Just before she joined the study, one of her sisters was diagnosed with cancer. The health scare kept making Dawn think she had to find a way to live a healthier lifestyle. Around the same time, her younger daughter began struggling with an eating disorder.

“I thought, ‘I’m not setting a good example [for my daughter] by encouraging excessive food intake,’” she said.

These personal tragedies helped focus Dawn; it was no longer just about getting the number on the scale down. She wanted to fight to be healthy at a time she was seeing her sisters suffer in poor health. And she wanted to fight to be healthy for her two daughters, to set a good example for them.

Similarly, Todd mentioned a scare before joining the study. He had realized his behavior on alcohol often hurt the people around him and decided to quit drinking. “That was the beginning of what happened to me afterward,” he says.

Becoming sober made him reflect on “what kind of person I wanted to be long-term.” He realized he wanted to be a healthy dad and husband, and what he learned about his body and nutrition through the study gave him the tools to achieve that.

4) The quality of your diet may be more important than whether you’re eating low-fat or low-carb

As you can see in the chart, the participants following the low-carb and low-fat diet had virtually identical distributions of weight loss. This fact was not lost on the four participants I spoke to.

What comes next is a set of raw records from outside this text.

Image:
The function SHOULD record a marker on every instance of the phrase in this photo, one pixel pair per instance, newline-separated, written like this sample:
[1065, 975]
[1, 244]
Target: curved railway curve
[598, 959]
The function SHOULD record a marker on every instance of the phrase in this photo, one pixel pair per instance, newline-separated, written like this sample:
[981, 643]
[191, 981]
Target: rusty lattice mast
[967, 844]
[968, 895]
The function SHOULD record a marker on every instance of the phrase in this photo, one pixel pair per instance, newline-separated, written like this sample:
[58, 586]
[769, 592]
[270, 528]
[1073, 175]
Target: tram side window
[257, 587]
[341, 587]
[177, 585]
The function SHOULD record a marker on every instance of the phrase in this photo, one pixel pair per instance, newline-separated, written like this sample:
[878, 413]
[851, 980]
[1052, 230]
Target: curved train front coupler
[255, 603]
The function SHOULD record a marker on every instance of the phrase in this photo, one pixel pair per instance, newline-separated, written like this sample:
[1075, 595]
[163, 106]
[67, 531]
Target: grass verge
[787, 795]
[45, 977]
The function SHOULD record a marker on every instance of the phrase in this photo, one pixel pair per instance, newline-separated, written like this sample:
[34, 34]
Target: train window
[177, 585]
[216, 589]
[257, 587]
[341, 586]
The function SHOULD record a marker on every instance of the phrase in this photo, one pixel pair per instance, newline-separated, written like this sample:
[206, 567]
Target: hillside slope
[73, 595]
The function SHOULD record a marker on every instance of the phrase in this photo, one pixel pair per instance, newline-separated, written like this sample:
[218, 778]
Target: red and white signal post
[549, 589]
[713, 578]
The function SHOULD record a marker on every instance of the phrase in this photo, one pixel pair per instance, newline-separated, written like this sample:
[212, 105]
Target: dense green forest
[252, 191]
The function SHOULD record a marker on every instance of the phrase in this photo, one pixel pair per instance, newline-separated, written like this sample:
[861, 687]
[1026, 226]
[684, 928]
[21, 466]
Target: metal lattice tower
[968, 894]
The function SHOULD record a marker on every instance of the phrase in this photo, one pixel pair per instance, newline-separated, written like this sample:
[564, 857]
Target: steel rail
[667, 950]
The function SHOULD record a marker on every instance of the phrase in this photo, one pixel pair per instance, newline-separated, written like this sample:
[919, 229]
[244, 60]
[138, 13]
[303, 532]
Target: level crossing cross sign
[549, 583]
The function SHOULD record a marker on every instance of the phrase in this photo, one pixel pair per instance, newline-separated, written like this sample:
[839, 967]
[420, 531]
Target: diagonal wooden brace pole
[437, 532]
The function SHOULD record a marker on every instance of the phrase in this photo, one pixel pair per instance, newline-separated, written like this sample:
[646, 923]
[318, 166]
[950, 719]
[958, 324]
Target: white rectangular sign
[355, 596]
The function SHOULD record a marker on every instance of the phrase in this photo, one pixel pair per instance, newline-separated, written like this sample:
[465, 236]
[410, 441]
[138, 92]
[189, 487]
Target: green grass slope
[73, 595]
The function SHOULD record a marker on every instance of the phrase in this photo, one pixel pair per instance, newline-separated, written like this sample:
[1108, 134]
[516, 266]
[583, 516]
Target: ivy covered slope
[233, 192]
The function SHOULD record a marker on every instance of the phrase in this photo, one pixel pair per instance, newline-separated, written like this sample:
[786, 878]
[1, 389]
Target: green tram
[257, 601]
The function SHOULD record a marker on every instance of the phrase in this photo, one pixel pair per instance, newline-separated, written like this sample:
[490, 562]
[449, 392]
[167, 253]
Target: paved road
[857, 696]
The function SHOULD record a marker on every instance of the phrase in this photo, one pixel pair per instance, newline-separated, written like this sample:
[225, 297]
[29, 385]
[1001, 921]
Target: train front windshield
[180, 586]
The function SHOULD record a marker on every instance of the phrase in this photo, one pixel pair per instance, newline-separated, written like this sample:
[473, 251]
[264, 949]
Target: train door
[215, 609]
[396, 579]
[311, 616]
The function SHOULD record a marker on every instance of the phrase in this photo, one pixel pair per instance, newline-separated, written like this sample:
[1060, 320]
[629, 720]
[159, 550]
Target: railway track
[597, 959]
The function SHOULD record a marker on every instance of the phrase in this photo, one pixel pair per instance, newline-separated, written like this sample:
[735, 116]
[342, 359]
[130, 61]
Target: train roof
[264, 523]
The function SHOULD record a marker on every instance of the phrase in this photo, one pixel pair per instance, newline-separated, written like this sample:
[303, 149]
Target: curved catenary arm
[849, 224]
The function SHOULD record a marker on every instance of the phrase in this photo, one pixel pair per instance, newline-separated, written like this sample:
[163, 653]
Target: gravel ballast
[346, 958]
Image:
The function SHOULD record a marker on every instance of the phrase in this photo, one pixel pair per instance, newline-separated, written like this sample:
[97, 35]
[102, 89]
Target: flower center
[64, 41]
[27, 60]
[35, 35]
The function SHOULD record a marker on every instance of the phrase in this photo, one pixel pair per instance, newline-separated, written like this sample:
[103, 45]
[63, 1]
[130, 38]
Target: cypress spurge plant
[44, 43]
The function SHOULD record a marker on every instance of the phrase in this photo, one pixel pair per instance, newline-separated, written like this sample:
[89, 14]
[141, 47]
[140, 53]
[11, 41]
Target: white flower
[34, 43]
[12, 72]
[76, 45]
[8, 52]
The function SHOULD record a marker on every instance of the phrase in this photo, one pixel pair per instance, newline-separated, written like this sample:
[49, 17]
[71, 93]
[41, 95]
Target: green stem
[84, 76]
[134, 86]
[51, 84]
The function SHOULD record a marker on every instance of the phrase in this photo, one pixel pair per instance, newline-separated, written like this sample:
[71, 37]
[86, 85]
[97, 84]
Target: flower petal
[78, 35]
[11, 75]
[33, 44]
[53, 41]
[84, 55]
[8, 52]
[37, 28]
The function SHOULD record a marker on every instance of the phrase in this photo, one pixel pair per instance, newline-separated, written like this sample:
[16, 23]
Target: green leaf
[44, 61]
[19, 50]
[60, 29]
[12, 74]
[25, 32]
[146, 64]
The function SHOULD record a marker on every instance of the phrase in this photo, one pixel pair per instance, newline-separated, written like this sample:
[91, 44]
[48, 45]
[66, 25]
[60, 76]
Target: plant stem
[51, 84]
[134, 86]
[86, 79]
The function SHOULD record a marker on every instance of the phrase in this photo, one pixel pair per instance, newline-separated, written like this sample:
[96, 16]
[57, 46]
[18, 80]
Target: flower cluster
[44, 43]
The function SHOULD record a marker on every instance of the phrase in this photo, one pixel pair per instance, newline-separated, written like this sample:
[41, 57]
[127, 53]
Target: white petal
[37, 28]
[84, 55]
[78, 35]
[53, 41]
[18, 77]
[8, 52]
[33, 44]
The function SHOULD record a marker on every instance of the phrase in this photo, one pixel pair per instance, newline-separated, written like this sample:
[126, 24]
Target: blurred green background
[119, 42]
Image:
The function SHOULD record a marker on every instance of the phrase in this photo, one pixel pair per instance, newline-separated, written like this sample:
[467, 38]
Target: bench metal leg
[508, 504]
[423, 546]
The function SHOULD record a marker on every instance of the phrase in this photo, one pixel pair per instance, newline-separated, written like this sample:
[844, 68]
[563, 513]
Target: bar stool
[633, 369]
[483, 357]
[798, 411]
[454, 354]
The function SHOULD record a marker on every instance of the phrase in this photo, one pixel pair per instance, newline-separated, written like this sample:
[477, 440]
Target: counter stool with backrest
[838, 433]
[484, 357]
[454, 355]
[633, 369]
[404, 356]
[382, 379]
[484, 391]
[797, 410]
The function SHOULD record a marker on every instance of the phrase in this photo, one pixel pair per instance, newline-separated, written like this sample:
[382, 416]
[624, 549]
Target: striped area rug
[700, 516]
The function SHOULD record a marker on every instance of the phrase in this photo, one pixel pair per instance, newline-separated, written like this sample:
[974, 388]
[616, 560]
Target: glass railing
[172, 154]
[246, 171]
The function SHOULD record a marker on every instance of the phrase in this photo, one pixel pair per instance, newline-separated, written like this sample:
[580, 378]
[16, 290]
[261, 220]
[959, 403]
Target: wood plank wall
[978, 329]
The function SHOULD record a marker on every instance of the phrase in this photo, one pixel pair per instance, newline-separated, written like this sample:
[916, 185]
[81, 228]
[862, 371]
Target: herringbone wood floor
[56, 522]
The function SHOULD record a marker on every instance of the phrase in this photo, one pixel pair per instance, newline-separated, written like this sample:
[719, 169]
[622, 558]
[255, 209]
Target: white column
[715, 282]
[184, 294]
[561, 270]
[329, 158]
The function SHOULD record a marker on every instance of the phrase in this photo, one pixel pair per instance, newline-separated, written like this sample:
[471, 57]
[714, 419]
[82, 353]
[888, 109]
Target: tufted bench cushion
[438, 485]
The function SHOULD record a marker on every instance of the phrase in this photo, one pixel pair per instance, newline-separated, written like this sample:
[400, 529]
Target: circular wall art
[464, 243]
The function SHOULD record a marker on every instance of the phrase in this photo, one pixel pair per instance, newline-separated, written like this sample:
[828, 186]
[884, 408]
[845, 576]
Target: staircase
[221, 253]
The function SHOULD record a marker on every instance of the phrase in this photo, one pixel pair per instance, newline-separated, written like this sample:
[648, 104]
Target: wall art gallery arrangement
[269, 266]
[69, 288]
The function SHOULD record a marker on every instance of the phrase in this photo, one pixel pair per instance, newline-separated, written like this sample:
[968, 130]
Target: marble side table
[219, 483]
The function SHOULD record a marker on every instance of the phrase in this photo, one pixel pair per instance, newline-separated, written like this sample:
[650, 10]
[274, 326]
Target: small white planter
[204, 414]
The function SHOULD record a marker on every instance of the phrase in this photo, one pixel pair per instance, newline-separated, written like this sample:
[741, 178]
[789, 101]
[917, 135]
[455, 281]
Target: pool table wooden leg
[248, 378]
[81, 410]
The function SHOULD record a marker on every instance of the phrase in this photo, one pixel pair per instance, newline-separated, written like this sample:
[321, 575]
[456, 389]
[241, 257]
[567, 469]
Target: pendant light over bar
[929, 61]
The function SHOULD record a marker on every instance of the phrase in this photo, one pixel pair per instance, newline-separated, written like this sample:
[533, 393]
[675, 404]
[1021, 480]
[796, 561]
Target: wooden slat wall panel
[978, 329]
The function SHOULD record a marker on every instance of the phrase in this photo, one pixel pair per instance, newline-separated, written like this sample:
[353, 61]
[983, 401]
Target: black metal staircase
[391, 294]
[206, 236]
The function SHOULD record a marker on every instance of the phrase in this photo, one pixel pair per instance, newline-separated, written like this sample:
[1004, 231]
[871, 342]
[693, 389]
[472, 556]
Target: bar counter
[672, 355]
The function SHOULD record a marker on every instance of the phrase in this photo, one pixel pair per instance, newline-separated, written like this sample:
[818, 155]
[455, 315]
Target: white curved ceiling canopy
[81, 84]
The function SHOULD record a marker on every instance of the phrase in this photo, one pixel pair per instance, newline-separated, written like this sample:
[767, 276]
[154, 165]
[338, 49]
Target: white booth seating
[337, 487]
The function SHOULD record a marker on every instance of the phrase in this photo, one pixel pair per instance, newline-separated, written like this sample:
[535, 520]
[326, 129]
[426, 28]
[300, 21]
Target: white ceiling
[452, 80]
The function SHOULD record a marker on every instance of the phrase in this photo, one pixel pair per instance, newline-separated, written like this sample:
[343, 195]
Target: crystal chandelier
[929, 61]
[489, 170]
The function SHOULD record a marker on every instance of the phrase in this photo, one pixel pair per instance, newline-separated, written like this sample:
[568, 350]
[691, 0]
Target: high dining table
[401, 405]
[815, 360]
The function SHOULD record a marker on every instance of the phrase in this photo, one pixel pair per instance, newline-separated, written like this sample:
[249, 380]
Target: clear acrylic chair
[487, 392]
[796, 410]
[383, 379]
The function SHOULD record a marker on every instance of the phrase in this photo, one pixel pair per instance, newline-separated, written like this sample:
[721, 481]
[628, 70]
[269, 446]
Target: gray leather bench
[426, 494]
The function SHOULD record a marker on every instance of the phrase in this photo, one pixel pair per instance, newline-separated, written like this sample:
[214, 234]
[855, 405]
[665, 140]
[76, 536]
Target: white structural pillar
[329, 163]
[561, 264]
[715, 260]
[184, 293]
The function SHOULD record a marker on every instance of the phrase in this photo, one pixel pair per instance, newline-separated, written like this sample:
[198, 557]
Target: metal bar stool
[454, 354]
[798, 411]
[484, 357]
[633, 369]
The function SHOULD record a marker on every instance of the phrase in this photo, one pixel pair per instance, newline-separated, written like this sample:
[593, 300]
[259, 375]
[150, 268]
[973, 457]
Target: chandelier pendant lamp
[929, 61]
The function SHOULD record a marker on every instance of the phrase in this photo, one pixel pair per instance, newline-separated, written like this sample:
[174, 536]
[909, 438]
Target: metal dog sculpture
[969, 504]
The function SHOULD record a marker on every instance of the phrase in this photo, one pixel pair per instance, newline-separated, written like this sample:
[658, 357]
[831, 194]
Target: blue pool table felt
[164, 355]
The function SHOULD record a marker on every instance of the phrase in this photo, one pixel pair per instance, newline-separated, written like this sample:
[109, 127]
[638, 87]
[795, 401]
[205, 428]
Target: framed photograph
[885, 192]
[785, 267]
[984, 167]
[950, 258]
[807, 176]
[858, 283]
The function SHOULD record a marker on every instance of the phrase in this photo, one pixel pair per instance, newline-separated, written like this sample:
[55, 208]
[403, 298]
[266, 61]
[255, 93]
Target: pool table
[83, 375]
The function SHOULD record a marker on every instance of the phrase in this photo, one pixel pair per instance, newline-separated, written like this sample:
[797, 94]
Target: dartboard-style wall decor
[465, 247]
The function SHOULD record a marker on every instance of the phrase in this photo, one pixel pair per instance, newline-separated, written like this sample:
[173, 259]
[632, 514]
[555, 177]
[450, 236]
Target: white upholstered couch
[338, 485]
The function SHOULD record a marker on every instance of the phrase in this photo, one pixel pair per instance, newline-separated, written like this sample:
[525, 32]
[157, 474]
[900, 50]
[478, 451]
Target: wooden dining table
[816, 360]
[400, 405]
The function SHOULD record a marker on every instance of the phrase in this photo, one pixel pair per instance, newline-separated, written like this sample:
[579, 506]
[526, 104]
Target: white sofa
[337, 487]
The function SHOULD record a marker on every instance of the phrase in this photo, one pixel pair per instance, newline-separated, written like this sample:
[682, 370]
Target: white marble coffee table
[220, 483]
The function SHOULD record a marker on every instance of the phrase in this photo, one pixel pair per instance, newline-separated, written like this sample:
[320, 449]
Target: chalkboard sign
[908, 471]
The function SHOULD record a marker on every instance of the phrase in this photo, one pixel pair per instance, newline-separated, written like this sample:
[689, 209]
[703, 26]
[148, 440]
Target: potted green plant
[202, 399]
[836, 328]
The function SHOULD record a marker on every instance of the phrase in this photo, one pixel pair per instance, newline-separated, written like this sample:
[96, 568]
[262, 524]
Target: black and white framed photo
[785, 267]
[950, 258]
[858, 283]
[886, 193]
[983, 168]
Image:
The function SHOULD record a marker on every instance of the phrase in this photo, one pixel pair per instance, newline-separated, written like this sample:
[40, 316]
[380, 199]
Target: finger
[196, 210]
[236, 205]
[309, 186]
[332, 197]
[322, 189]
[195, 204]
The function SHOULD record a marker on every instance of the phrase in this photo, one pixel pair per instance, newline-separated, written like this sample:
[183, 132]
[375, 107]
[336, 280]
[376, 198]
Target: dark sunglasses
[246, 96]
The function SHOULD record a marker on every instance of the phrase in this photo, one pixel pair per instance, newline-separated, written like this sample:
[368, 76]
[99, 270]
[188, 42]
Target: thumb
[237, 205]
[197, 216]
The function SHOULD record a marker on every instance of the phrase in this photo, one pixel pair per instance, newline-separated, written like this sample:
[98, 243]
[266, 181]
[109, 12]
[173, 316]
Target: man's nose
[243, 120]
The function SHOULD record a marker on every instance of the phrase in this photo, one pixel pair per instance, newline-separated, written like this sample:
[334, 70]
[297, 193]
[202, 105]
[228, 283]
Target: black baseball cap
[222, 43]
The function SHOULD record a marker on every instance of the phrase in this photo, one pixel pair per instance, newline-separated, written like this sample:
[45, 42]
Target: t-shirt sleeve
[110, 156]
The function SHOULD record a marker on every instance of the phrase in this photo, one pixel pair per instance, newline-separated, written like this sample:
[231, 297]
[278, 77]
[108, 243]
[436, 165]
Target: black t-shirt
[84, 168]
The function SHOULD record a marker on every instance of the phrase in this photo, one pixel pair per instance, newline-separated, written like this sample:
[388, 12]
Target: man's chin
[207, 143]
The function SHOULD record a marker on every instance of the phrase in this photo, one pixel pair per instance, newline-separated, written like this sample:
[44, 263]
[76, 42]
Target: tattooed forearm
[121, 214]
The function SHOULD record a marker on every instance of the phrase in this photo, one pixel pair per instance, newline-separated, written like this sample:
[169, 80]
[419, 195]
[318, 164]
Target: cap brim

In the study, Dawn Diaz was assigned to the low-fat diet, which initially disappointed her. (She had tried the Atkins low-carb diet in the past, and it had helped her lose weight quickly.) But she soon realized focusing on the quality of the foods she was eating, and how she was eating them, probably mattered more for her in the long run than whether she was eating more carbs or fat.

“Eating whole foods [helped],” she said. “It fills you up; you feel like you’ve eaten enough. [And] I try to avoid the fast food.”

Dawn learned this from the researchers, who described quality nutrition to the study participants this way:

... focus on whole, real foods that were mostly prepared at home when possible, and specifically included as many vegetables as possible, every day ... choose lean grass-fed and pasture-raised animal foods as well as sustainable fish ... eliminate, as much as possible, processed food products, including those with added sugars, refined white flour products, or trans-fats ... prepare as much of their own food as possible. ...

Dawn started planning her meals based on groceries she bought and sitting down to eat them (instead of eating in the car, as she used to). She also started organizing activities like walks or hikes with her daughters, rather than her default weekend activity of bringing them to restaurants for big meals. Overall, the study changed her relationship with food, she said.

Perhaps even more importantly, both Todd and Dawn — the pair who lost the most weight — did not feel like their new diets were hardships. They enjoyed learning about nutrition and healthy food preparation. They drew inspiration from the life circumstances they found themselves in. They felt empowered on the diet, and felt that the habits they picked up were sustainable and easy to maintain — at least for the moment.

Interestingly, the focus on quality did not work for Denis and Elizabeth, the pair who did not lose much or even gained in the study. Denis felt he had a hard time saying no to junk foods and didn’t have enough time and motivation to prepare healthy alternatives consistently. He also felt frustrated by the fact that he struggled to apply everything he learned about nutrition. Elizabeth, meanwhile, felt she could have used more advice on how to cut calories and portion sizes, instead of all the focus on eating healthy foods.

And that leads us to one of the burning mysteries of diets: how to explain why some people fail where others succeed — or the extreme variation in responses. Right now, science doesn’t have compelling answers, but the unifying theme from the four study participants should be instructive: The particulars of their diets — how many carbs or how much fat they were eating — were almost afterthoughts. Instead, it was their jobs, life circumstances, and where they lived that nudged them toward better health or crashing.

*Elizabeth asked that her name be changed to protect her privacy.